Opinion

SK shouldn’t bear the cost of cutbacks alone

To the petition submitted last week to Kitsap County commissioners in support of the much-needed programs and services offered at the Givens Community Center, permit us to add our name.

There is no question the recreational, educational and support services provided at the Port Orchard facility are one of the pillars upon which the community rests, and any proposed changes or cutbacks to them should be carefully scrutinized. That said, in an environment of national economic uncertainty and reductions at all levels, Givens shouldn’t be considered exempt from the budget axe.

What concerns us at this point is whether the pain will be spread fairly and equitably.

Two weeks ago, the Kitsap County Parks and Recreation Department suggested consolidating its staff under one roof at the Kitsap County Fairgrounds, leaving no on-site personnel at the Givens Center after the first of the year.
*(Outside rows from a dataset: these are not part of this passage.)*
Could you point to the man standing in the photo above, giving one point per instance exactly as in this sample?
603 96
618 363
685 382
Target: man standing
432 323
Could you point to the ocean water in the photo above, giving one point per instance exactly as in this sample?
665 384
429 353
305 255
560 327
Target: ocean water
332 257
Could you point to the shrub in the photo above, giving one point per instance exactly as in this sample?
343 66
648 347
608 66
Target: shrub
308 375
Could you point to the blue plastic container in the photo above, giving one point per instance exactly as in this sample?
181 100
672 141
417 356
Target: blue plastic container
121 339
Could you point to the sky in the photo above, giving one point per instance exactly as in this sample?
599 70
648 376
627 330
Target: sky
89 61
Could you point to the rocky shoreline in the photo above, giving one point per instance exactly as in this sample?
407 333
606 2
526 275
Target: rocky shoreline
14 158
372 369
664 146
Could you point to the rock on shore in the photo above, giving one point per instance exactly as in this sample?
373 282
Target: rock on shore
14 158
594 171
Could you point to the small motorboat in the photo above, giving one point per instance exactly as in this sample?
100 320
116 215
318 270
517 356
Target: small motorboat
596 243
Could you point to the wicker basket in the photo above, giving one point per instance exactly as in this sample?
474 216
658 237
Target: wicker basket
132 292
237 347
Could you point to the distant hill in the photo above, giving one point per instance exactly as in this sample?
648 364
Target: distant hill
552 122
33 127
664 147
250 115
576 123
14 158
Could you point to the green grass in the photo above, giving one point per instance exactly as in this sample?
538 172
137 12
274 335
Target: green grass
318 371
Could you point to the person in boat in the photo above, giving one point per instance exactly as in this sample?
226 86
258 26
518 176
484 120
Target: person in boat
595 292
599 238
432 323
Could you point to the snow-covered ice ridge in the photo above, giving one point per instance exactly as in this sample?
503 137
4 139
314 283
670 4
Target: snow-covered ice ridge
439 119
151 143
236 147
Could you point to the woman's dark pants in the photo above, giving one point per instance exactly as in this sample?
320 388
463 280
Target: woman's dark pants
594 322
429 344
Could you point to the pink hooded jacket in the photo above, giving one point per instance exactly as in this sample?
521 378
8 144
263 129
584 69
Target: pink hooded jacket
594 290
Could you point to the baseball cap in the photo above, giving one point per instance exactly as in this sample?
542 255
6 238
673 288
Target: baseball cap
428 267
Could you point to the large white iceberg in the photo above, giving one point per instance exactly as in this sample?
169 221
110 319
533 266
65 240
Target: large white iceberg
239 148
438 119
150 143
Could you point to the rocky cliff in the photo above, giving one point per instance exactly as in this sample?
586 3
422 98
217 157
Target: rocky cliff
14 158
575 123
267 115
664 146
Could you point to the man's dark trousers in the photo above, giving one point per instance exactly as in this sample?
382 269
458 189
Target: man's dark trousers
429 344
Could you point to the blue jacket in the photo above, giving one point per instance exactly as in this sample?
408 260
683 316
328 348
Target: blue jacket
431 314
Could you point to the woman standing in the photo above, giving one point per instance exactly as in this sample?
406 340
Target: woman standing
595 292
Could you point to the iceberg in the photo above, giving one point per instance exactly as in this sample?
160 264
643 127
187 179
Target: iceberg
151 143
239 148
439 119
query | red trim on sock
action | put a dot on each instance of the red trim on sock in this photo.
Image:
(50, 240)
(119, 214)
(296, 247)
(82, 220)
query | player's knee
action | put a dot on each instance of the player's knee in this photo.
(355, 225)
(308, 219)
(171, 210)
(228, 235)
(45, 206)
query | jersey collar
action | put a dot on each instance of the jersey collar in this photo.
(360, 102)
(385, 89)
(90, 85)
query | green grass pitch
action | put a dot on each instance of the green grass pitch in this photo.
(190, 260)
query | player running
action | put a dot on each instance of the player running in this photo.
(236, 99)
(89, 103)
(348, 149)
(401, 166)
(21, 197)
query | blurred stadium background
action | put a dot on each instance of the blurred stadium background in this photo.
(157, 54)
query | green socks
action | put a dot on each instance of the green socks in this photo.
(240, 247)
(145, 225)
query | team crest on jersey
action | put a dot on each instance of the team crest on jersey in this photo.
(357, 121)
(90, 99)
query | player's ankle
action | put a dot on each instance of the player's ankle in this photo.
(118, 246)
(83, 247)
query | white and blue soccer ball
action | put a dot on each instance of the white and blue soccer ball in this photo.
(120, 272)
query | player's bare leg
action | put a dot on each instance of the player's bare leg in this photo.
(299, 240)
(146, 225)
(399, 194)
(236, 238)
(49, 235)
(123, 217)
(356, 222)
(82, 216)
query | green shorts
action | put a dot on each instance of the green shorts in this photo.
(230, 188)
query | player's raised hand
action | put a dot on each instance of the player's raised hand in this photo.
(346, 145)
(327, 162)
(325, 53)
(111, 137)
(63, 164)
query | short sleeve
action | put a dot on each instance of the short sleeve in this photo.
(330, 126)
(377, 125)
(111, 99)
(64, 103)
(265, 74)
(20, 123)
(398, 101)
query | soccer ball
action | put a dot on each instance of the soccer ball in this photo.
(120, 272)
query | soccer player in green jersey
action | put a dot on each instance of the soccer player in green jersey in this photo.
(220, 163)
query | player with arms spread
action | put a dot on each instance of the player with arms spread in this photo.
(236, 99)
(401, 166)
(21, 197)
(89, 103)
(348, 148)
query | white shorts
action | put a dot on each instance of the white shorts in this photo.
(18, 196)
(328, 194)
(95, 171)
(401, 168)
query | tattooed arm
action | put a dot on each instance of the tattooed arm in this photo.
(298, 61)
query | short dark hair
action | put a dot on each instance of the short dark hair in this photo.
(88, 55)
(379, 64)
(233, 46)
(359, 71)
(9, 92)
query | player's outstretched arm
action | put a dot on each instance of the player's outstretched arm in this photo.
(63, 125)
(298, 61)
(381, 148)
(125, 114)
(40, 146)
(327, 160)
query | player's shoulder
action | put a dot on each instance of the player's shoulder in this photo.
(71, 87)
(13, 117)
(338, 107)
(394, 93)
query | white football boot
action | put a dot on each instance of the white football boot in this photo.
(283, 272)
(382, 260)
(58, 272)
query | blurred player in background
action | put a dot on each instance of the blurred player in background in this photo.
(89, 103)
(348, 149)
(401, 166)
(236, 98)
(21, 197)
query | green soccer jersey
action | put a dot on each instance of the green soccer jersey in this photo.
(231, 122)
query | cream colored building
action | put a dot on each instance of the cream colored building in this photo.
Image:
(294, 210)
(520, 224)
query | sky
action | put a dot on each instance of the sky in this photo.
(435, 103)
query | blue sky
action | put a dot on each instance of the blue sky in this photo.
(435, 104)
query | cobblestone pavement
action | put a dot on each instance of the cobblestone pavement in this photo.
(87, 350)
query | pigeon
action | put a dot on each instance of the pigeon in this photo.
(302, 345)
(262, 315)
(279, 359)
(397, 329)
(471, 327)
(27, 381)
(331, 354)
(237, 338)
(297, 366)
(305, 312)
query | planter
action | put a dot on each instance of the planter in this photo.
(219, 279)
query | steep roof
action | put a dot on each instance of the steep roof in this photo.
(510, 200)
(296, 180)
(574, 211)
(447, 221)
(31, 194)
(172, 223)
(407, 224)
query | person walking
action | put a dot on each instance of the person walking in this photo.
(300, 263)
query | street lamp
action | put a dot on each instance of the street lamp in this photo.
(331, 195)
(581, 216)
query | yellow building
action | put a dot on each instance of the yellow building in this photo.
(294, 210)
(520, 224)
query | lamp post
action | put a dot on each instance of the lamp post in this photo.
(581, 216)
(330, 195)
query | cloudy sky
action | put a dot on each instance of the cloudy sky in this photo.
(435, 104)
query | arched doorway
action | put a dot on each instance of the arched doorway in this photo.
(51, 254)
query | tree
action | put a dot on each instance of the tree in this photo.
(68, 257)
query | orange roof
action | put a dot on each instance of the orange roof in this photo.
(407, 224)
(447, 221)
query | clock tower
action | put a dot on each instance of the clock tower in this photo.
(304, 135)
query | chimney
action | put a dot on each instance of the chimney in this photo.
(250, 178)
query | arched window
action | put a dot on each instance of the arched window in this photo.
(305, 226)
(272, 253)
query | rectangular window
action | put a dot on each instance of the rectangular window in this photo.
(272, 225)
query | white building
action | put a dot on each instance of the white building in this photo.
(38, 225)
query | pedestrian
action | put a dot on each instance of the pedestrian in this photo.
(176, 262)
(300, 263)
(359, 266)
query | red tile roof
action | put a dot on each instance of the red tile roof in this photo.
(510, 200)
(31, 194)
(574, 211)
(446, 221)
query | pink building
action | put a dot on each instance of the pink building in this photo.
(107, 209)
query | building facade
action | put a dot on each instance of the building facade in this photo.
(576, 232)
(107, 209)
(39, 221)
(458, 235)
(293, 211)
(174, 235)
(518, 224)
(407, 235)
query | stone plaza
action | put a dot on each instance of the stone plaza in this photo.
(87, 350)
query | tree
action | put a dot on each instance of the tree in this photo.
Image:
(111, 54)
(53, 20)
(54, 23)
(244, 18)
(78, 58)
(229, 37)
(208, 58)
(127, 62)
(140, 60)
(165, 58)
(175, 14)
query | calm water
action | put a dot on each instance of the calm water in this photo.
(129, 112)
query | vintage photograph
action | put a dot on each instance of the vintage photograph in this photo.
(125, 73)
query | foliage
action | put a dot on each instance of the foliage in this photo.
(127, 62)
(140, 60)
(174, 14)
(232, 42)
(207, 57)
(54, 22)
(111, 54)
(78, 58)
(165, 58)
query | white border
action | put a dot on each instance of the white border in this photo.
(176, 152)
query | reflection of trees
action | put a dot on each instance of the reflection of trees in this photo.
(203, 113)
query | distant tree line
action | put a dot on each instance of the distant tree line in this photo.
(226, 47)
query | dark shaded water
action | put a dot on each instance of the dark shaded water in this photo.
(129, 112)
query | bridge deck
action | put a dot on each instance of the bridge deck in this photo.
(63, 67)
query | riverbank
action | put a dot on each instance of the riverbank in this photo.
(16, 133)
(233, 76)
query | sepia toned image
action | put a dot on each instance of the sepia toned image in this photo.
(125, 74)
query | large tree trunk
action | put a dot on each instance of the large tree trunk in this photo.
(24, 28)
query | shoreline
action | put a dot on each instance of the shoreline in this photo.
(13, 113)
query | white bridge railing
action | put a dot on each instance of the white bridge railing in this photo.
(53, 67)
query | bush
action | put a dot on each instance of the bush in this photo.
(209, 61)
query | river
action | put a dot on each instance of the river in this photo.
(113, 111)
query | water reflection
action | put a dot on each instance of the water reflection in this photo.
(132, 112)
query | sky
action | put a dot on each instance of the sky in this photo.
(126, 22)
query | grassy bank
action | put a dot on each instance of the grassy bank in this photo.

Others have since seized on the plan to suggest the county use the then-vacated space in Givens to relieve overcrowding at the Kitsap County Courthouse.

To date, no specific cutbacks in Givens programs and services have been suggested, let alone enacted. Nonetheless, word that reductions were even being considered cut like a scythe through South Kitsap, where thousands of residents depend weekly on Givens.

Again, our position is that if budget cuts are necessary, nothing — including Givens — should be off the table. At the same time, we’re wondering whether comparable facilities elsewhere around Kitsap County would also be cut, or whether Port Orchard is being singled out.

The Kitsap County Board of Commissioners is currently composed of Democrats Chris Endresen and Tim Botkin representing North and Central Kitsap, respectively, and Republican Jan Angel from South Kitsap. Given the often-contentious relations between the three, it doesn’t require much imagination to envision a scenario in which Endresen and Botkin would team up to eliminate a program in a district other than their own.

Meanwhile, there is also the question of Port Orchard’s opposition to — and defeat of — the plan to relocate a large portion of the county’s workforce from South Kitsap to a proposed consolidated governance center in downtown Bremerton.

If cuts must be made, so be it. But the decision of which, if any, programs should be eliminated must be based on fairness and economic necessity, not partisanship and payback.